Quick and Simple Recipe For Low Fodmap Pickles
As you can see, to make sure you know exactly what is going into your pickling brine, it’s best to make your own pickles at home. This way, you can ensure that ingredients that will cause adverse effects, like garlic and onion, are left from the recipe.Since a basic pickling recipe uses salt,water, and vinegar, and these ingredients are low FODMAP, you can add safe and delicious flavorings according to your taste.
Ingredients
- 4 cups cucumber sliced
- 2 cups water
- 2/3 cups vinegar white wine or apple cider are good choices
- 2 Tbsp sugar or less to taste
- 2 tsp salt
- 1 tsp black peppercorns whole
- bay leaf 1 Tbsp mustard seeds, 1 Tbsp whole coriander, 6-8 fresh dill sprigs, additional flavor extra
Instructions
- Place sliced cucumbers in a colander with ice, leave to sit for 20-30 minutes.
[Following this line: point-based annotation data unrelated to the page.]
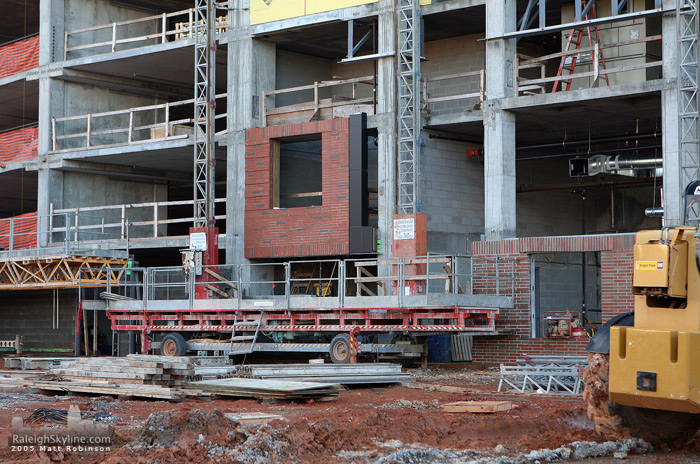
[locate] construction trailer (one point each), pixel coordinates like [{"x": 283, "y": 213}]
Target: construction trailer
[{"x": 537, "y": 120}]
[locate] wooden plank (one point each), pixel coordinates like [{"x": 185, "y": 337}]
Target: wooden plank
[{"x": 478, "y": 407}]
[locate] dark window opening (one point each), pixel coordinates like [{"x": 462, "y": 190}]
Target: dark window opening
[{"x": 298, "y": 172}]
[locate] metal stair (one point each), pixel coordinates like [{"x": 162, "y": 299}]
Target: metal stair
[{"x": 234, "y": 347}]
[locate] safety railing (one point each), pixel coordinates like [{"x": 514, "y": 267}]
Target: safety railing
[
  {"x": 56, "y": 233},
  {"x": 142, "y": 124},
  {"x": 588, "y": 65},
  {"x": 135, "y": 33},
  {"x": 445, "y": 94},
  {"x": 331, "y": 282},
  {"x": 136, "y": 220},
  {"x": 320, "y": 100}
]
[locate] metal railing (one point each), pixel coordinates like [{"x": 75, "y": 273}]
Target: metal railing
[
  {"x": 114, "y": 220},
  {"x": 342, "y": 99},
  {"x": 135, "y": 33},
  {"x": 275, "y": 285},
  {"x": 64, "y": 235},
  {"x": 450, "y": 88},
  {"x": 124, "y": 127}
]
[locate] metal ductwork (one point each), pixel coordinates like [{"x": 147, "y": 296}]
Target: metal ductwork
[{"x": 624, "y": 165}]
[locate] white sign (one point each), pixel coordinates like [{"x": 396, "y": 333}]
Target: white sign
[
  {"x": 404, "y": 229},
  {"x": 198, "y": 241}
]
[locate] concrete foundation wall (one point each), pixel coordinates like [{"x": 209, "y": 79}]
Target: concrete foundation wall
[{"x": 30, "y": 314}]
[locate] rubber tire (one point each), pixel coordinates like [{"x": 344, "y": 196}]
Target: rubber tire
[
  {"x": 176, "y": 345},
  {"x": 615, "y": 421},
  {"x": 340, "y": 349}
]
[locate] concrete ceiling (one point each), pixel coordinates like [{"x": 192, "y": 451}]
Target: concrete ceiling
[
  {"x": 20, "y": 18},
  {"x": 610, "y": 117},
  {"x": 172, "y": 159},
  {"x": 172, "y": 68},
  {"x": 20, "y": 104}
]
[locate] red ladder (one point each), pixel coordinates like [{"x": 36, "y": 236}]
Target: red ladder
[{"x": 575, "y": 38}]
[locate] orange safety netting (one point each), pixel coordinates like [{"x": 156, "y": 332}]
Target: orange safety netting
[
  {"x": 19, "y": 145},
  {"x": 19, "y": 56},
  {"x": 23, "y": 231}
]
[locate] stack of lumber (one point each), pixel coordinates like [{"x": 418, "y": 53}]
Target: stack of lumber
[
  {"x": 272, "y": 389},
  {"x": 345, "y": 374},
  {"x": 136, "y": 375}
]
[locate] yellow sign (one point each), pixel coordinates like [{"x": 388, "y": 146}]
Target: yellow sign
[
  {"x": 265, "y": 11},
  {"x": 649, "y": 265}
]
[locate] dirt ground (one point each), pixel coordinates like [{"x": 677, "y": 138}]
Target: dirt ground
[{"x": 383, "y": 425}]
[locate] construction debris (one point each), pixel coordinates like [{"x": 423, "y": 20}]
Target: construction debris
[
  {"x": 479, "y": 407},
  {"x": 136, "y": 375},
  {"x": 544, "y": 374},
  {"x": 273, "y": 389},
  {"x": 345, "y": 374},
  {"x": 61, "y": 415}
]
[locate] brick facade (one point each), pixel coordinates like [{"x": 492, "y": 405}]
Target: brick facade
[
  {"x": 616, "y": 292},
  {"x": 305, "y": 231}
]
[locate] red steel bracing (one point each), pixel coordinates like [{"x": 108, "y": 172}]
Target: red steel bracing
[
  {"x": 19, "y": 56},
  {"x": 19, "y": 145},
  {"x": 339, "y": 320},
  {"x": 24, "y": 229}
]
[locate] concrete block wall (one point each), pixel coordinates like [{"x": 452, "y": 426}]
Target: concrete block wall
[
  {"x": 452, "y": 194},
  {"x": 553, "y": 212},
  {"x": 29, "y": 313},
  {"x": 453, "y": 56},
  {"x": 616, "y": 293},
  {"x": 295, "y": 232}
]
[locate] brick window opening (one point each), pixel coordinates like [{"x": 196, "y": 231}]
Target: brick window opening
[
  {"x": 297, "y": 179},
  {"x": 558, "y": 286}
]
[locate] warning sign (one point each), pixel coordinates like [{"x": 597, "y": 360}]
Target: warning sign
[
  {"x": 649, "y": 265},
  {"x": 404, "y": 229}
]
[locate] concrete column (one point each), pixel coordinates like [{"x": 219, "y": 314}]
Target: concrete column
[
  {"x": 251, "y": 71},
  {"x": 673, "y": 190},
  {"x": 499, "y": 126},
  {"x": 386, "y": 105}
]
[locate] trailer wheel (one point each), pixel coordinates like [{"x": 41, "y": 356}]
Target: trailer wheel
[
  {"x": 340, "y": 349},
  {"x": 616, "y": 421},
  {"x": 173, "y": 344}
]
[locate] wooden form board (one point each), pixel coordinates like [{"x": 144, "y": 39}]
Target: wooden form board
[
  {"x": 265, "y": 11},
  {"x": 478, "y": 407}
]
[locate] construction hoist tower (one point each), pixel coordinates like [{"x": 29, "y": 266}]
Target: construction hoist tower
[
  {"x": 409, "y": 126},
  {"x": 687, "y": 29},
  {"x": 204, "y": 236}
]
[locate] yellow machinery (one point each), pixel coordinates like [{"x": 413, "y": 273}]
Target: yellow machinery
[{"x": 643, "y": 377}]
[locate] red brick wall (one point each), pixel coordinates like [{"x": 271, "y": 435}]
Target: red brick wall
[
  {"x": 616, "y": 293},
  {"x": 295, "y": 232}
]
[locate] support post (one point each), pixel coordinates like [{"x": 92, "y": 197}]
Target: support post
[{"x": 499, "y": 125}]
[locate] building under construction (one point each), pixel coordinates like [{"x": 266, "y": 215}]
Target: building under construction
[{"x": 507, "y": 153}]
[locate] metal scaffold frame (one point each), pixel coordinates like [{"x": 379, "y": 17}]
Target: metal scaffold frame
[
  {"x": 409, "y": 125},
  {"x": 687, "y": 27},
  {"x": 204, "y": 112}
]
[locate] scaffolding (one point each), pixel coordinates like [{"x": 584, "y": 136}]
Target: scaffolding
[
  {"x": 409, "y": 104},
  {"x": 687, "y": 27}
]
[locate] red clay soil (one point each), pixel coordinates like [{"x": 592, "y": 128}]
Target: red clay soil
[{"x": 361, "y": 420}]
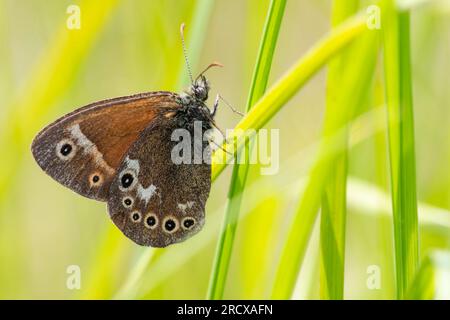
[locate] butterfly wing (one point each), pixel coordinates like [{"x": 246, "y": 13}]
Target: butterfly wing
[
  {"x": 83, "y": 149},
  {"x": 154, "y": 201}
]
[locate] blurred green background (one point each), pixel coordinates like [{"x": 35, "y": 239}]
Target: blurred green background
[{"x": 125, "y": 47}]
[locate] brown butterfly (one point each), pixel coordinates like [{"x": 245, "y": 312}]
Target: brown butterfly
[{"x": 119, "y": 151}]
This will give the pickles more crunch.
- Combine the remaining ingredients in a pot and bring to a boil. Lower the heat and leave the brine to simmer for 10 minutes.
- Allow the brine to cool.
- Fill suitable glass containers with drained cucumbers and pour the pickle brine over to cover.
- Seal the jars and refrigerate overnight.
Nutrition Information
Nutrition Facts
Serving: 1 Serving
Amount Per Serving
Calories 198
% Daily Value*
| Calories | 198kcal | 10% |
| Carbohydrates | 38g | 13% |
| Protein | 4g | 8% |
| Fat | 1g | 2% |
| Saturated Fat | 1g | 5% |
| Polyunsaturated Fat | 1g | 6% |
| Monounsaturated Fat | 1g | 5% |
| Sodium | 4690mg | 195% |
| Potassium | 787mg | 17% |
| Fiber | 5g | 20% |
| Sugar | 31g | 62% |
| Vitamin A | 407IU | 8% |
| Vitamin C | 17mg | 19% |
| Calcium | 121mg | 12% |
| Iron | 2mg | 11% |
* Percent Daily Values are based on a 2,000 calorie diet.